Sequence-to-Sequence Learning with transformer

Sequence-to-Sequence learning is the task where the Transformer really shines. Neural attention enables Transformer models to successfully process sequences that are considerably longer and more complex than those RNNs can handle.

The Transformer Decoder

The image below shows the full sequence-to-sequence Transformer.

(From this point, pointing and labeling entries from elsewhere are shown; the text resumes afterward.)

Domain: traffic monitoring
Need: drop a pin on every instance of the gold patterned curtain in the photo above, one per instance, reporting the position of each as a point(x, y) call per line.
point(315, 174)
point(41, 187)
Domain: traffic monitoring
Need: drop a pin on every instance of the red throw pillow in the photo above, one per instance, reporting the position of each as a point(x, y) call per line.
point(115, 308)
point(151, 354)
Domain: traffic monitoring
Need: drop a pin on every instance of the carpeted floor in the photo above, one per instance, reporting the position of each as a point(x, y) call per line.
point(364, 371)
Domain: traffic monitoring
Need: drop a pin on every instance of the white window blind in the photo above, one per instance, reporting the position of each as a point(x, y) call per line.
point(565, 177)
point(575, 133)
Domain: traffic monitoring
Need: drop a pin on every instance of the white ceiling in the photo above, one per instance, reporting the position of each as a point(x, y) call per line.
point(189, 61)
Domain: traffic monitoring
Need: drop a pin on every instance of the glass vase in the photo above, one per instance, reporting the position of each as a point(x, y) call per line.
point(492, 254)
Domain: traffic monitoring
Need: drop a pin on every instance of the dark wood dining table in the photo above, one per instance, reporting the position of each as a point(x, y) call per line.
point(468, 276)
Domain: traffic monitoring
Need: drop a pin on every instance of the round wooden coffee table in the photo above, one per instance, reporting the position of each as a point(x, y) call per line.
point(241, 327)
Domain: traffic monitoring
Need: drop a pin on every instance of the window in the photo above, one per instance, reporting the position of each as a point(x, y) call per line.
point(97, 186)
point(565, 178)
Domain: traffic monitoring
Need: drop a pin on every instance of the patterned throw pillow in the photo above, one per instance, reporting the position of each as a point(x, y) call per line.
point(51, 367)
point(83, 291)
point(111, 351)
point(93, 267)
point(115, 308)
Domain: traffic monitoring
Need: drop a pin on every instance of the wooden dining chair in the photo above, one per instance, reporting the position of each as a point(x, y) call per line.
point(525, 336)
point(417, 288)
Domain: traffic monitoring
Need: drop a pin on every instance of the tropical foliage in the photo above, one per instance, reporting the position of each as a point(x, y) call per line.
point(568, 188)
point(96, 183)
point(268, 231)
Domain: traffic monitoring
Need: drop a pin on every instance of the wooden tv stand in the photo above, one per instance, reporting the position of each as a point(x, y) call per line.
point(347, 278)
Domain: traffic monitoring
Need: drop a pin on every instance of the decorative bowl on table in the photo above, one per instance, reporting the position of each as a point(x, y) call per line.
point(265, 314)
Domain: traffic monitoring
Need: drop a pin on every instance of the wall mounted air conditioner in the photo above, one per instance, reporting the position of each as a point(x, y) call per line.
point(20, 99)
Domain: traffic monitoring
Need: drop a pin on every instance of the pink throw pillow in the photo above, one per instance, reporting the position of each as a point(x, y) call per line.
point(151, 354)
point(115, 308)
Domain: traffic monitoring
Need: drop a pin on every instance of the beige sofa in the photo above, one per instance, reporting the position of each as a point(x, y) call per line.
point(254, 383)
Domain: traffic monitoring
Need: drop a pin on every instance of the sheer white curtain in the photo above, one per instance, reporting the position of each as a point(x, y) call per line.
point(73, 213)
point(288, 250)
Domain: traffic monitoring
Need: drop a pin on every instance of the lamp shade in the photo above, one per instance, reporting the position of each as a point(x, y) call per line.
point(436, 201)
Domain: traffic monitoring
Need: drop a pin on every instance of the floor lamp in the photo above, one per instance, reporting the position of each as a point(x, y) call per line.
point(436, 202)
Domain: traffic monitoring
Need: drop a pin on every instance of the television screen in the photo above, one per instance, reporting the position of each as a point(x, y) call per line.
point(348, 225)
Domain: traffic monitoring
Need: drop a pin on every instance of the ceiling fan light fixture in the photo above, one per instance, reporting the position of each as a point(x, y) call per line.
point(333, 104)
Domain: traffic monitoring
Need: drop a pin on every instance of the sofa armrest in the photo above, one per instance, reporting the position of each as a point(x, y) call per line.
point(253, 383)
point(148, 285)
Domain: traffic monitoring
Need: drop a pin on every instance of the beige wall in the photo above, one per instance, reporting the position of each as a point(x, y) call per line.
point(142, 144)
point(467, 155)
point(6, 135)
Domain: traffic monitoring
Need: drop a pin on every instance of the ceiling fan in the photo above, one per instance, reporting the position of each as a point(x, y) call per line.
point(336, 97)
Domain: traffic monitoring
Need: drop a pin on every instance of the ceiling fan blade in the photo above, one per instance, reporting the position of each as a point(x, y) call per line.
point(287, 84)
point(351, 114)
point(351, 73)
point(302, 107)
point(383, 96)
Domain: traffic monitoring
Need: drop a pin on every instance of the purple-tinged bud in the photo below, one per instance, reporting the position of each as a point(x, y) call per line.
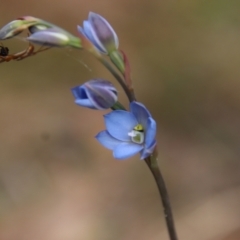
point(13, 28)
point(42, 32)
point(100, 33)
point(95, 94)
point(53, 37)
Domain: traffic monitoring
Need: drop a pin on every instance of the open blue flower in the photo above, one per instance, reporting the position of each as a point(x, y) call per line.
point(129, 133)
point(100, 33)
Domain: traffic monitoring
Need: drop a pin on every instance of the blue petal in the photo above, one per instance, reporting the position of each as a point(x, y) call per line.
point(146, 152)
point(140, 112)
point(126, 150)
point(107, 140)
point(119, 123)
point(81, 30)
point(150, 132)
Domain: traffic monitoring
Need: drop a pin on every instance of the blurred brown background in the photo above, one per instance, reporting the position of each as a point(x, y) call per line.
point(58, 183)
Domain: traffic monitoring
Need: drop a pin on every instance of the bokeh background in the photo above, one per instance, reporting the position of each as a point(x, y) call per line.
point(58, 183)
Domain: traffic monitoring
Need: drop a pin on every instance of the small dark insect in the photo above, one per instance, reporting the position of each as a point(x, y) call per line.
point(4, 51)
point(5, 57)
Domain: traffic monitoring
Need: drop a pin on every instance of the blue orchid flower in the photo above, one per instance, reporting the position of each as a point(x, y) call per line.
point(95, 94)
point(129, 133)
point(100, 33)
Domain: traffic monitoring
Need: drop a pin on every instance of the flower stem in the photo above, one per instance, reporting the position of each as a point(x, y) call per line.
point(154, 168)
point(129, 93)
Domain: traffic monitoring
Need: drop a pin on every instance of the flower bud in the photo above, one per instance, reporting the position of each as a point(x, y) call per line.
point(13, 28)
point(43, 32)
point(100, 33)
point(95, 94)
point(54, 38)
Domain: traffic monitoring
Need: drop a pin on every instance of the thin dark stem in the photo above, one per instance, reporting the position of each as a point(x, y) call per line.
point(153, 166)
point(128, 92)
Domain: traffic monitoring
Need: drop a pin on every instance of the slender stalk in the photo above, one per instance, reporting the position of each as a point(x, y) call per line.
point(154, 168)
point(129, 93)
point(151, 161)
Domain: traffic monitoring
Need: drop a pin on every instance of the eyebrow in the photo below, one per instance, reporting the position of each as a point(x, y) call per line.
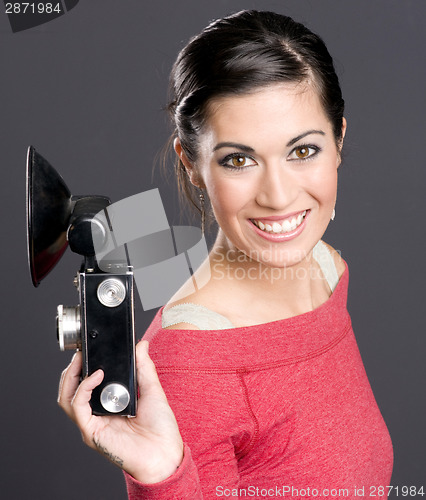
point(248, 149)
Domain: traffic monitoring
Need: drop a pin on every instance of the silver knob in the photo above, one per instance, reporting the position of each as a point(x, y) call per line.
point(115, 397)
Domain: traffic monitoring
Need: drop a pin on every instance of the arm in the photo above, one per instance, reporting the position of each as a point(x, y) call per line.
point(149, 448)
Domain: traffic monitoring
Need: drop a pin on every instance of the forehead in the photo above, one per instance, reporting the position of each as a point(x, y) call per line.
point(285, 109)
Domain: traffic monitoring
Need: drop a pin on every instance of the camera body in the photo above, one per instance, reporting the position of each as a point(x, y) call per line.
point(102, 327)
point(102, 324)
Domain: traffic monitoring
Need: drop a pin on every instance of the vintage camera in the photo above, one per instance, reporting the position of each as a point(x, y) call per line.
point(102, 325)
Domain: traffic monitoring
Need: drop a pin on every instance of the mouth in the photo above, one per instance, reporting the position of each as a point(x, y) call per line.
point(280, 227)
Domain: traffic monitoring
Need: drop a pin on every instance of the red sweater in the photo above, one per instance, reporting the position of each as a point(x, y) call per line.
point(279, 409)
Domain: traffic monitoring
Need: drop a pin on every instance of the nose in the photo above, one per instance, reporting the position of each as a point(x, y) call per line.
point(277, 189)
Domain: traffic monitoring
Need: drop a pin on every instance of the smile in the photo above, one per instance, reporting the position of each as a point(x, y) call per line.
point(280, 227)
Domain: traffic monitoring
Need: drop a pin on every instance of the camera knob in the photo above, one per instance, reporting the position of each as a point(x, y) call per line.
point(115, 397)
point(68, 327)
point(111, 292)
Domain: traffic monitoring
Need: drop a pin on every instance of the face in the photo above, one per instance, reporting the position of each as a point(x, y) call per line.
point(269, 161)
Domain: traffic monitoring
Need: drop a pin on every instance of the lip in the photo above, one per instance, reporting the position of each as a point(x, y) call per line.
point(284, 236)
point(274, 218)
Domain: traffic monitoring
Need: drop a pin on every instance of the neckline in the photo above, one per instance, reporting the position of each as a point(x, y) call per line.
point(303, 317)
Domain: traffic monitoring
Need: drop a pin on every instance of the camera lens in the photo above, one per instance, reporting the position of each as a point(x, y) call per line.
point(68, 327)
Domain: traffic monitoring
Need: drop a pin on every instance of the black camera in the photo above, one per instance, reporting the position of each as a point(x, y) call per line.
point(102, 325)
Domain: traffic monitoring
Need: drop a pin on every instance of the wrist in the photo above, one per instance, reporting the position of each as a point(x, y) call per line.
point(160, 470)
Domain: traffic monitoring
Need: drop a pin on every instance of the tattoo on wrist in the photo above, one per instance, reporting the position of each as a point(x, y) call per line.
point(114, 459)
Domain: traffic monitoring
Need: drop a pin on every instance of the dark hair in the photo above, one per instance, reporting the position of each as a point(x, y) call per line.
point(240, 54)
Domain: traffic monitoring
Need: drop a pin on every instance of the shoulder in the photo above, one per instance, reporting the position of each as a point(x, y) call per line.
point(182, 326)
point(338, 260)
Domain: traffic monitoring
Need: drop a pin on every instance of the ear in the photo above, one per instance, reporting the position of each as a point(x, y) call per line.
point(189, 167)
point(340, 145)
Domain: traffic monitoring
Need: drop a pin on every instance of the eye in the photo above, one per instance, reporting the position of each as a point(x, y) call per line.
point(237, 161)
point(304, 152)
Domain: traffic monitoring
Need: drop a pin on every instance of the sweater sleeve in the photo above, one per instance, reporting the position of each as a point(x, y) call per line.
point(214, 430)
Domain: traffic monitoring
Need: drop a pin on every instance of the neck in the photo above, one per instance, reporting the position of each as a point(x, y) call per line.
point(248, 278)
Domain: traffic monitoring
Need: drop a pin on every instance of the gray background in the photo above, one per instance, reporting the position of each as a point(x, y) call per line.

The Transformer decoder is similar to the Transformer encoder, except that an extra attention block is inserted between teh self-attention block applied to teh target sequence and the dense layers of the exit block.

Transformer Architecture

"""
The Transformer Decoder
"""
class TransformerDecoder(layers.Layer):
  def __init__(self, embed_dim, dense_dim, num_heads, **kwargs):
    super().__init__(**kwargs)
    self.embed_dim = embed_dim
    self.dense_dim = dense_dim
    self.num_heads = num_heads
    self.attention_1 = layers.MultiHeadAttention(
    num_heads=num_heads, key_dim=embed_dim)
    self.attention_2 = layers.MultiHeadAttention(
    num_heads=num_heads, key_dim=embed_dim)
    self.dense_proj = keras.Sequential(
      [layers.Dense(dense_dim, activation="relu"),
      layers.Dense(embed_dim),]
    )
    self.layernorm_1 = layers.LayerNormalization()
    self.layernorm_2 = layers.LayerNormalization()
    self.layernorm_3 = layers.LayerNormalization()
    # This attribute ensures that the layer will propagate its input mask
    # to its outputs; masking in Keras is explicitly opt-in.
    self.supports_masking = True
  def get_config(self):
    config = super().get_config()
    config.update({
      "embed_dim": self.embed_dim,
      "num_heads": self.num_heads,
      "dense_dim": self.dense_dim,
    })
    return config
out[53]

Casual padding is absolutely critical to successfully training a sequence-to-sequence Transformer. The TransformerDecoder is order-agnostic: it looks at the entire target sequence at once.

Summary

  • Two kinds of NLP models: bag of words models that process sets of words or N-grams without taking into account their order and sequnce models that process word order.
  • Neural attention is a way to creat econtext-aware word representations. Its the basis for the Transformer architecture, which yields excellent results on sequence-to-sequence tasks.